Restorative Justice merupakan alternatif dalam sistem peradilan pidana dengan mengedepankan pendekatan integral antara pelaku dengan korban dan masyarakat sebagai satu kesatuan untuk mencari solusi serta kembali pada pola hubungan baik (red).
Rangkuman WBN, sebelumnya diberitakan terjadi aksi spontan penyegelan Kantor Desa Labolewa oleh Masyarakat Adat Labo, Lele, dan Kawa. Penyegelan dilakukan karena warga marah terhadap Kades Labolewa dan Camat Aesesa atas pengukuran secara paksa atau sepihak tanah pembanguna Waduk Lambo tanpa memastikan terlebih dahulu hak-hak masyarakat adat setempat.
Berikutnya, Kades Labolewa Marselinus Ladho mengadukan sejumlah tokoh masyarakat adat Labo, Lele, dan Kawa ke Polres Nagekeo atas tindakan penyegelan Kantor Desa.
Polres Nagekeo melalui Kasat Reskrim, Iptu Rifai menyampaikan kasus penyegelan Kantor Desa tengah dilakukan mediasi. Iptu Rifai mengungkapkan selanjutnya kesepakatan damai dibuat dengan surat pernyataan damai diikuti penarikan berkas oleh Kades Labolewa sebagai pelapor.
“Sesuai Instruksi Kapolri, agar lebih mengedepankan penyelesaian mediasi upaya damai atau restorative justice, merujuk surat edaran Kapolri Nomor: 8/2018 tentang penerapan keadilan restoratif dalam penyelesaian perkara pidana dan sebagaimana termuat dalam ketentuan umum Pasal 1 ayat 1 Peraturan Kejaksaan (Perja) Nomor 15/2020, menjelaskan keadilan restorative adalah penyelesaian perkara pidana dengan melibatkan pelaku, korban, keluarga pelaku atau korban, dan pihak terkait untuk secara bersama-sama mencari penyelesaian yang adil dengan menekankan pemulihan kembali pada keadaan semula dan bukan pembalasan”, ungkap Iptu Rifai.
Selanjutnya, lanjut Iptu Rifai, jika salah satu pihak tidak berdamai maka penyelesaian perkara dengan pendekatan restorative justice tidak memenuhi syarat formil.
Menurut Iptu Rifai, dalam kasus dugaan penyegelan Kantor Desa Labolewa kedua pihak, pelapor dan terlapor sama-sama menyadari kekeliruan tindakan mereka dan ingin berdamai karena melihat hubungan emosional, persaudaraan dan secara budaya masih merupakan satu kesatuan.

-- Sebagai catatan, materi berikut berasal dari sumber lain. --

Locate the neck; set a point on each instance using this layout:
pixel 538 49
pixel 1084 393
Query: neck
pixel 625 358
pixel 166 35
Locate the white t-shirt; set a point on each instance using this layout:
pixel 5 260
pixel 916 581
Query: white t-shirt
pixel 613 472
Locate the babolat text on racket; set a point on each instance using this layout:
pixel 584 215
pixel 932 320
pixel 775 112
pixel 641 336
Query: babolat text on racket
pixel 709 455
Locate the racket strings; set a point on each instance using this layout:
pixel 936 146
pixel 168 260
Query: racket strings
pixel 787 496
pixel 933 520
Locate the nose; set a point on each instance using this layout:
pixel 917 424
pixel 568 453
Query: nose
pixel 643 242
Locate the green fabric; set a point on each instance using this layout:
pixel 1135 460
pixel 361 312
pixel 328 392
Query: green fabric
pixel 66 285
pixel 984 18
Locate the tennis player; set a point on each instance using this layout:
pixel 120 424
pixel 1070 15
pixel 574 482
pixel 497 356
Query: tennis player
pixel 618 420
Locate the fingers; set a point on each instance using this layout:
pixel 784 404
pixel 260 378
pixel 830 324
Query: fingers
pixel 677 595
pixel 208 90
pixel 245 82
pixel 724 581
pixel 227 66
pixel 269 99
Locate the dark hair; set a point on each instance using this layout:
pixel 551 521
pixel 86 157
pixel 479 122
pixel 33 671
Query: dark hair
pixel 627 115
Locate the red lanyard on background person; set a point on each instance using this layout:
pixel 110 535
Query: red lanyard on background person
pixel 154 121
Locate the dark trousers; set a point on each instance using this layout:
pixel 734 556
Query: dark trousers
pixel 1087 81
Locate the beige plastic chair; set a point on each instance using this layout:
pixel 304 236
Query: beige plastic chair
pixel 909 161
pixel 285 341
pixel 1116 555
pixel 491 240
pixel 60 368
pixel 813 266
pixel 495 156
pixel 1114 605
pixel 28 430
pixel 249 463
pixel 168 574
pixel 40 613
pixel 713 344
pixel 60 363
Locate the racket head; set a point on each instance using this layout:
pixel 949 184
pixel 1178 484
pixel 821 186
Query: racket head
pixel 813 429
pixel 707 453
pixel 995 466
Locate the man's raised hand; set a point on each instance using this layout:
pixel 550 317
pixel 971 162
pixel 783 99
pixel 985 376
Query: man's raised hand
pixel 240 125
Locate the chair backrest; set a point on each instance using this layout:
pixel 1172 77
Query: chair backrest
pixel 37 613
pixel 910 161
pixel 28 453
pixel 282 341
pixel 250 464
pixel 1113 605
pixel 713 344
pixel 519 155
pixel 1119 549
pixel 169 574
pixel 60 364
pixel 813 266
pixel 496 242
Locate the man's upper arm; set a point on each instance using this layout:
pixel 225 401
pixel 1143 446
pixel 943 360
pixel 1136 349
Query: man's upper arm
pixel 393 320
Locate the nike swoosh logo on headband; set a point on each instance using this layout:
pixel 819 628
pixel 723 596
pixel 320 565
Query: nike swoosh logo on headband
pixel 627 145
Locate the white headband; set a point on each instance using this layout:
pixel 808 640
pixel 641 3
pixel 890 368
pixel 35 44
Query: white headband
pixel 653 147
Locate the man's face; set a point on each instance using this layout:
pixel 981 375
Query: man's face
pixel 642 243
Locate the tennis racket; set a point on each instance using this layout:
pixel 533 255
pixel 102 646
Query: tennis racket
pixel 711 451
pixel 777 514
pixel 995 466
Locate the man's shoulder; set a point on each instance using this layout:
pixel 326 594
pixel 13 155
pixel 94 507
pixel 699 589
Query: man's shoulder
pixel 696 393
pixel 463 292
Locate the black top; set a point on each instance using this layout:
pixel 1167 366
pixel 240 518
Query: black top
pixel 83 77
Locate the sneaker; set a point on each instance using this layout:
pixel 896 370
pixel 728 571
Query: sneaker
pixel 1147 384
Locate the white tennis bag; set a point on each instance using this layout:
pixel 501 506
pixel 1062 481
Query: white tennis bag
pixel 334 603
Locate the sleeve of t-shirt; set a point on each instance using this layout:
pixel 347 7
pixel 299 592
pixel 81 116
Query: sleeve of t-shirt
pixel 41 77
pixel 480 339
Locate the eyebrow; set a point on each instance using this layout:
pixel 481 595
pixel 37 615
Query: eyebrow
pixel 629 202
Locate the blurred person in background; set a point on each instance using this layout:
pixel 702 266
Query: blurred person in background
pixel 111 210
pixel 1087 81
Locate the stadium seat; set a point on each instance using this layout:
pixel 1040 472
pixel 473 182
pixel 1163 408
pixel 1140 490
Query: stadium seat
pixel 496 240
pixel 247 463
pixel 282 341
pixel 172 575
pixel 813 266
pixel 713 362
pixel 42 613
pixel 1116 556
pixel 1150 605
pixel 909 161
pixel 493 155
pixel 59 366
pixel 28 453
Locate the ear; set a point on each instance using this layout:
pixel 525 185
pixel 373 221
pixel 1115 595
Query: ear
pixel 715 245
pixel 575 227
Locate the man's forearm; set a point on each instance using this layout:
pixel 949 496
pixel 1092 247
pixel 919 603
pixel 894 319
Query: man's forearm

“Tinggal dari kami pihak Kepolisian untuk melihat langkah-langkah dari seluruh kelengkapan administrasi restorative itu untuk diselesaikan secara kedalam, dalam penyelesaian berkas perkara hasil penyelidikan, dan nanti akan diselesaikan dengan digelar pekara”, tutup Iptu Rifai.